Pour se concentrer sur sa force, elle choisit de mettre le courte piste de côté. Elle écoute à la fois son coeur et sa tête, après avoir fait une compétition provinciale sur patinoire intérieure, en septembre.
«Ce n'était pas comme avant, raconte-t-elle. Je n'avais pas autant d'excitation, même par rapport à l'an passé. [...] J'avais juste hâte de partir à Calgary et de faire la compétition de longue piste.»
Après sa qualification pour les premières Coupes du monde de la saison, elle doit faire un choix.
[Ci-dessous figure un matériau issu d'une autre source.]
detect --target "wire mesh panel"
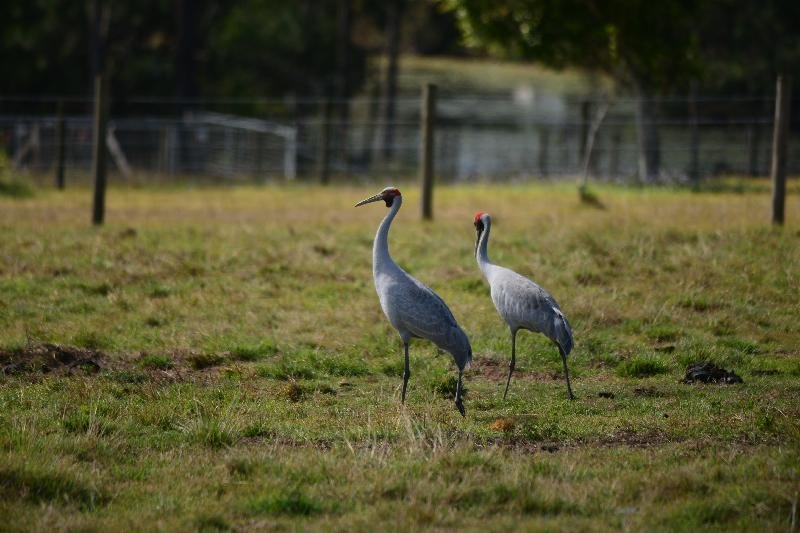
[0,94,800,183]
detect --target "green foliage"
[0,466,107,510]
[231,340,278,361]
[188,353,225,370]
[139,354,175,370]
[246,490,322,516]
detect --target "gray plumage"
[475,212,574,399]
[356,187,472,415]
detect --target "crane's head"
[355,187,401,207]
[473,211,491,234]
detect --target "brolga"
[355,187,472,416]
[475,211,575,400]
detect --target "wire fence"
[0,93,800,187]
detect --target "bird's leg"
[503,329,517,400]
[558,346,575,400]
[400,342,411,403]
[456,368,467,418]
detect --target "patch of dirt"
[469,359,564,381]
[599,428,670,448]
[489,418,517,433]
[0,343,108,375]
[0,343,232,383]
[750,368,781,376]
[633,387,663,398]
[681,362,743,385]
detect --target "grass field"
[0,185,800,531]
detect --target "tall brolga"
[475,211,575,400]
[355,187,472,416]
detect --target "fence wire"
[0,94,800,183]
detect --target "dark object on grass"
[682,362,743,385]
[0,343,104,375]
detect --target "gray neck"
[475,220,492,275]
[372,196,403,269]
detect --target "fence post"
[319,95,333,185]
[92,74,108,225]
[539,126,550,178]
[772,74,792,225]
[56,100,66,190]
[419,83,436,220]
[689,80,700,190]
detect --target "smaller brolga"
[355,187,472,416]
[475,211,575,400]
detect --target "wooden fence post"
[772,74,792,225]
[56,101,67,190]
[319,95,333,185]
[92,74,108,225]
[419,83,436,220]
[689,80,700,190]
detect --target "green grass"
[0,185,800,531]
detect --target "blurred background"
[0,0,800,184]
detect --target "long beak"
[353,194,383,207]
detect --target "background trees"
[446,0,800,179]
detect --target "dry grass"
[0,181,800,530]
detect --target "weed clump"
[139,354,175,370]
[247,490,323,516]
[230,340,278,361]
[0,467,108,510]
[189,353,225,370]
[433,375,467,399]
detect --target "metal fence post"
[419,83,436,220]
[772,74,792,225]
[92,74,108,225]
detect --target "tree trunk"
[636,89,661,183]
[383,0,404,161]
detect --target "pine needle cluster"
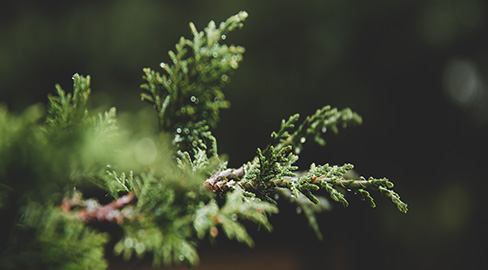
[0,12,407,269]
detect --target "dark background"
[0,0,488,270]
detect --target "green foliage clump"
[0,12,407,269]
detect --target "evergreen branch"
[141,12,247,156]
[46,74,91,128]
[271,106,362,154]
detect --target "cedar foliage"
[0,12,407,269]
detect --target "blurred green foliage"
[0,0,488,269]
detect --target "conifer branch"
[0,12,407,269]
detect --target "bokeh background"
[0,0,488,270]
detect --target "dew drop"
[190,96,200,104]
[134,243,146,254]
[124,237,134,248]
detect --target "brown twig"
[61,192,137,224]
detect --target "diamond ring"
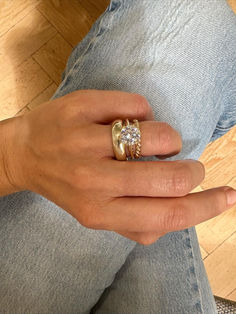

Son entraîneur lui suggère de continuer le «courte» malgré sa percée en «longue». «Je lui ai dit : "Mais je n'ai plus le goût d'en faire."» Dossier réglé.
Le côté solitaire de la discipline explique en grande partie sa préférence pour le longue piste. Contrairement au petit frère et ses «bousculades», le longue lui permet d'entrer dans sa bulle. «C'est relaxe. T'arrives sur la ligne et il y a juste toi qui comptes. Et là tu pars, tu fais ta course. Ça, j'aime vraiment ça», apprécie-t-elle, les yeux brillants.
Une pensée pour les Jeux olympiques
Béatrice Lamarche n'aime pas se fixer de grands objectifs. Que ce soit lors d'une compétition donnée ou pour sa carrière à long terme. Encore une fois, ce côté zen. Même papa Benoît admet ignorer les visées de sa fille. «C'est une personne ambitieuse, je pense, mais qui est très humble. Elle ne dévoilera jamais de façon très claire ce qu'elle veut faire. Même moi, je ne le sais pas. Je pense qu'elle a des ambitions. Est-ce d'être la meilleure au monde? Je le sais pas. Est-ce de participer aux Olympiques? Probablement. [...] On n'en a jamais parlé.»
Béatrice admet avoir une petite pensée pour les JO. Même pour ceux de 2018, qui s'amènent à grands pas et lors desquels elle sera toujours d'âge junior. «Les prochains sont peut-être dans ma mire, dit-elle, un peu hésitante. [...] Je vais être dans la game. Je ne dis pas que je vais me classer, mais je vais faire les sélections. Mais ce n'est vraiment pas un gros enjeu. Je vais avoir [seulement] 19 ans.»